Fréquenté autant par les promeneurs du dimanche que par les rainettes faux-grillon, le grand boisé était à risque d’être vendu au plus offrant pour la construction d’une trentaine de nouvelles maisons.

Or, un comité de citoyens formé en août dernier s’est mis en tête de convaincre la communauté de racheter le terrain, coûte que coûte.

Et ce, malgré les délais serrés empêchant le recours aux subventions gouvernementales pour la protection du territoire.

Le tout pour le tout

«On n’avait pas non plus le temps de faire des soupers spaghetti, alors on a proposé à chaque famille de donner 5000$. On leur a fait valoir que c’était un investissement: au lieu de faire des rénovations ou de partir en voyage, elles s’assuraient d’avoir une forêt à côté de chez eux», explique Mme Daigle, qui a participé aux séances intensives de porte-à-porte.

En l’espace de deux semaines, le comité est parvenu à obtenir des promesses de don totalisant 650 000 $ pour sauver leur forêt bien-aimée. Plusieurs contributions s’élevaient même à plus de 20 000 $.

La course contre la montre entamée à l’automne s’est finalement conclue le 15 mars dernier, avec la signature de l’acte de vente.

C’est l’organisme Action Chelsea pour le respect de l’environnement (ACRE) qui a acheté le terrain au nom des citoyens pour faciliter les procédures légales.

«Oui, c’est ACRE qui est propriétaire [de la forêt communautaire], mais c’est vraiment la communauté qui a levé les fonds», précise Olaf Jensen, directeur de l’OBNL.

Seulement le début

La Forêt aux étangs — nom choisi par le voisinage — devient ainsi le septième terrain que l’organisme protégera à perpétuité dans le secteur du parc de la Gatineau.

Pour Lyne Daigle, le rachat des 57 acres n’est cependant pas une fin en soi.
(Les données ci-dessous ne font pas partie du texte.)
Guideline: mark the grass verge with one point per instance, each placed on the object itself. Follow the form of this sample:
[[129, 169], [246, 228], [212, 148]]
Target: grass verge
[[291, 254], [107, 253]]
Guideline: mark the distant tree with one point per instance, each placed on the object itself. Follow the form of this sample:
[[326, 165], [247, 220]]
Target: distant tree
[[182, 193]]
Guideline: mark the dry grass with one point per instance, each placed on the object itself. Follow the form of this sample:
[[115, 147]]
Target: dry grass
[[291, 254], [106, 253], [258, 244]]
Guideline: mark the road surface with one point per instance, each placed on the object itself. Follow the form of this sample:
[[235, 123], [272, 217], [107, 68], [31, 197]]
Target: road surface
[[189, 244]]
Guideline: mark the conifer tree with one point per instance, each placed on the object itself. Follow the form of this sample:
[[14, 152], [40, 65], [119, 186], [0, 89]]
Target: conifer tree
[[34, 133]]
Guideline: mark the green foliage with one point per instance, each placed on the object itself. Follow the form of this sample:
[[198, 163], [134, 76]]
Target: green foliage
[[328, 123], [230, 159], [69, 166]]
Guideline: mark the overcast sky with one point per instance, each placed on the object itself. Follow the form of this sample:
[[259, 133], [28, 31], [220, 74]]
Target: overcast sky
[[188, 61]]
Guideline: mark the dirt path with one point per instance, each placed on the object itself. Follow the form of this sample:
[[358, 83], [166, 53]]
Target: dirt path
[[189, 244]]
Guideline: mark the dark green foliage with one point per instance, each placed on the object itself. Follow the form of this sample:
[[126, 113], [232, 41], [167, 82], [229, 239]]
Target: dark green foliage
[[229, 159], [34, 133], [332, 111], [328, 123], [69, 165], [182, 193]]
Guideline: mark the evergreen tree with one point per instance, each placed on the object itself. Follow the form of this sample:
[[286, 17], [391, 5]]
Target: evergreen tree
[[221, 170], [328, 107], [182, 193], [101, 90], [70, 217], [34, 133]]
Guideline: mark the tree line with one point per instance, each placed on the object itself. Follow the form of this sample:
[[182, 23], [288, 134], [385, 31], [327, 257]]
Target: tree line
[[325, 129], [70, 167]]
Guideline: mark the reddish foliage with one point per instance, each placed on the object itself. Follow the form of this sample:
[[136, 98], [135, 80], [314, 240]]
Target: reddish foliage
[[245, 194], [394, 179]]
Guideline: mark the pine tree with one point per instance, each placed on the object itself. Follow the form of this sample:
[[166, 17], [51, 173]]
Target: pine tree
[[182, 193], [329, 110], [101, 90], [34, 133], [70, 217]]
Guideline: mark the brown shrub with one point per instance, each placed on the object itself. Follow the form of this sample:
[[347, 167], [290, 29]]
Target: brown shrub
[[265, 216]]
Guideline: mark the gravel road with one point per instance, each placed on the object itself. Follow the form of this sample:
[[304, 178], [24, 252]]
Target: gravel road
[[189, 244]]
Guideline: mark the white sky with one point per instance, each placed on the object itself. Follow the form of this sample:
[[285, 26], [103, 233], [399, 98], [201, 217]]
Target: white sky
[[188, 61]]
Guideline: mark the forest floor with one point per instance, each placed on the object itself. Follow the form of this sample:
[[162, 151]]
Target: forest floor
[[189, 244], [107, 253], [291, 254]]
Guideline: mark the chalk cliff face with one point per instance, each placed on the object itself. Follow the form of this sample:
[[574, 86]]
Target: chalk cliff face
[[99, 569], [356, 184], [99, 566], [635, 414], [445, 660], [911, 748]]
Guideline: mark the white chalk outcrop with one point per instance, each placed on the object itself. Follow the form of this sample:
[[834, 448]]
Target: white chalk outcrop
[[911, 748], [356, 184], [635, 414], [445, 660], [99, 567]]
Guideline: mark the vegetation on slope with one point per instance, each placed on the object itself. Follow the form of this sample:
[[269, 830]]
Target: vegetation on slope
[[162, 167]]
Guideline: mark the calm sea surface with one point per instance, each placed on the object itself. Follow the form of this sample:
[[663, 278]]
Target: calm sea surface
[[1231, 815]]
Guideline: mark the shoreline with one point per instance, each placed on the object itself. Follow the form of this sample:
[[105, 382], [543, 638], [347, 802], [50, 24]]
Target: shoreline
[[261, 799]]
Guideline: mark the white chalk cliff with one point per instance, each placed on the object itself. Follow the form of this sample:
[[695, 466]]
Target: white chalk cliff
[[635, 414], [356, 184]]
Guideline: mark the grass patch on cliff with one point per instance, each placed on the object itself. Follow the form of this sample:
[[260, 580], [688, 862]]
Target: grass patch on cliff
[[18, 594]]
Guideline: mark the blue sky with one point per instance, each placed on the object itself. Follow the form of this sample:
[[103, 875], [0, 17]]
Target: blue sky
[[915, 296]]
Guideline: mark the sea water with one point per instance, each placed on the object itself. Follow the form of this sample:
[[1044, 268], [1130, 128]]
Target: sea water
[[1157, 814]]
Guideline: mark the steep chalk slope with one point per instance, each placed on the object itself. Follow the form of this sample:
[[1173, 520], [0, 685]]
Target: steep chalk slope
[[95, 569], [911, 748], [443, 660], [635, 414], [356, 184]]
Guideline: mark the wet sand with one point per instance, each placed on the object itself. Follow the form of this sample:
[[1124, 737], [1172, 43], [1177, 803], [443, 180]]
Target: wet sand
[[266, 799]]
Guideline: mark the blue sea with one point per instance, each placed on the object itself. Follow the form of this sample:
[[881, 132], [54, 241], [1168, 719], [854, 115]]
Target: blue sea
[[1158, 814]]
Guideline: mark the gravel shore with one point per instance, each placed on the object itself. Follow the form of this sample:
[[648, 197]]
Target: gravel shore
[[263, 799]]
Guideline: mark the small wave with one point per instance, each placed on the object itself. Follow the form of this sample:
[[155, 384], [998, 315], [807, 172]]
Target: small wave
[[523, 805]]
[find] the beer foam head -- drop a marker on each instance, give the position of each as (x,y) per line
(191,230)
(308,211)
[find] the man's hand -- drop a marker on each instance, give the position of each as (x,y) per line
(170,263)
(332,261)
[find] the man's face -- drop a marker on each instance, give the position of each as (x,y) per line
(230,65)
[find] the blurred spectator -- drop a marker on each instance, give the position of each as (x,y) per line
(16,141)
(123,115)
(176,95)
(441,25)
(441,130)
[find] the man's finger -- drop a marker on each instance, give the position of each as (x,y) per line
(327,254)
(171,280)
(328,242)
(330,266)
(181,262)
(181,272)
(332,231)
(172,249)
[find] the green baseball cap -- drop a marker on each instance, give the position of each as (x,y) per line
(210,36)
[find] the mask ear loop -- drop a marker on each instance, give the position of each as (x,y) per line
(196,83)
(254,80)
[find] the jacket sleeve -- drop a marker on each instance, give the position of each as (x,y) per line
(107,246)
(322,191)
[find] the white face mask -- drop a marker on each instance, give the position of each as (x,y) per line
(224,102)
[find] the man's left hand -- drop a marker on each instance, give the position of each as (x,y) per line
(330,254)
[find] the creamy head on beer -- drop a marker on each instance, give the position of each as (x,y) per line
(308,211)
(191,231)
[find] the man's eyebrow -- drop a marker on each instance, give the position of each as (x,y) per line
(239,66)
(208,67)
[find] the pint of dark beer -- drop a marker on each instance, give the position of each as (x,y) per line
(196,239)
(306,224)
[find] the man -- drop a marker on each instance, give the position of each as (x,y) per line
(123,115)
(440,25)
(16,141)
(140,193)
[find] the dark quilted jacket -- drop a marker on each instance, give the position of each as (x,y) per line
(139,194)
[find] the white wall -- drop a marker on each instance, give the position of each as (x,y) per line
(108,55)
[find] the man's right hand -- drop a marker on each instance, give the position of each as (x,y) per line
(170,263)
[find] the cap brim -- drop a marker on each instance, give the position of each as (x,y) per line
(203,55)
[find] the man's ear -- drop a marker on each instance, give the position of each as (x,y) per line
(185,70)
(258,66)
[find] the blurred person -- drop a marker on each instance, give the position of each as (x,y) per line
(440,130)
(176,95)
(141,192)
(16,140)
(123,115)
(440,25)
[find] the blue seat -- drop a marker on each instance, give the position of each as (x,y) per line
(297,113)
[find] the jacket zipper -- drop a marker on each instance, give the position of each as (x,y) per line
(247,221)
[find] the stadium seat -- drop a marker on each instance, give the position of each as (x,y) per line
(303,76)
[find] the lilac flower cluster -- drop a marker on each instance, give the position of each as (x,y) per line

«Les gens pensent qu’on a sauvé la forêt parce qu’on l’a achetée, alors que c’est juste le début. On l’a sauvée des développeurs, mais il faut maintenant la sauver d’une mauvaise utilisation», dit l’ingénieure civile à la retraite.

Ces jours-ci, un comité s’affaire d’ailleurs à rédiger un plan de gestion pour concilier les usages récréatifs de la forêt avec sa préservation.

Pendant ce temps, d’autres volontaires améliorent les sentiers ou font l’inventaire de la faune et la flore environnantes.

«Il y a toutes sortes de gens qui participent de toutes sortes de façons», dit Mme Daigle, heureuse que le voisinage ait un tel projet collectif.

La création de cette forêt communautaire pourrait même en inspirer d’autres: quelques groupes de la région ont contacté le comité pour connaître leurs démarches.

Précieux terrains du sud

Pour Marilou Bourdages, directrice générale du Réseau de milieux naturels protégés (RMN), ce genre d’implication citoyenne est primordial pour la protection du territoire, surtout dans les secteurs plus densément peuplés.

«On a vraiment besoin des organismes de conservation et des groupes citoyens pour aller créer des petites aires protégées dans la matrice super urbanisée du sud du Québec», souligne-t-elle.

Si Québec est parvenu à atteindre son objectif de protéger 17% de son territoire terrestre avant 2020, le RMN constate que la majorité des plus récentes aires protégées sont en milieu nordique.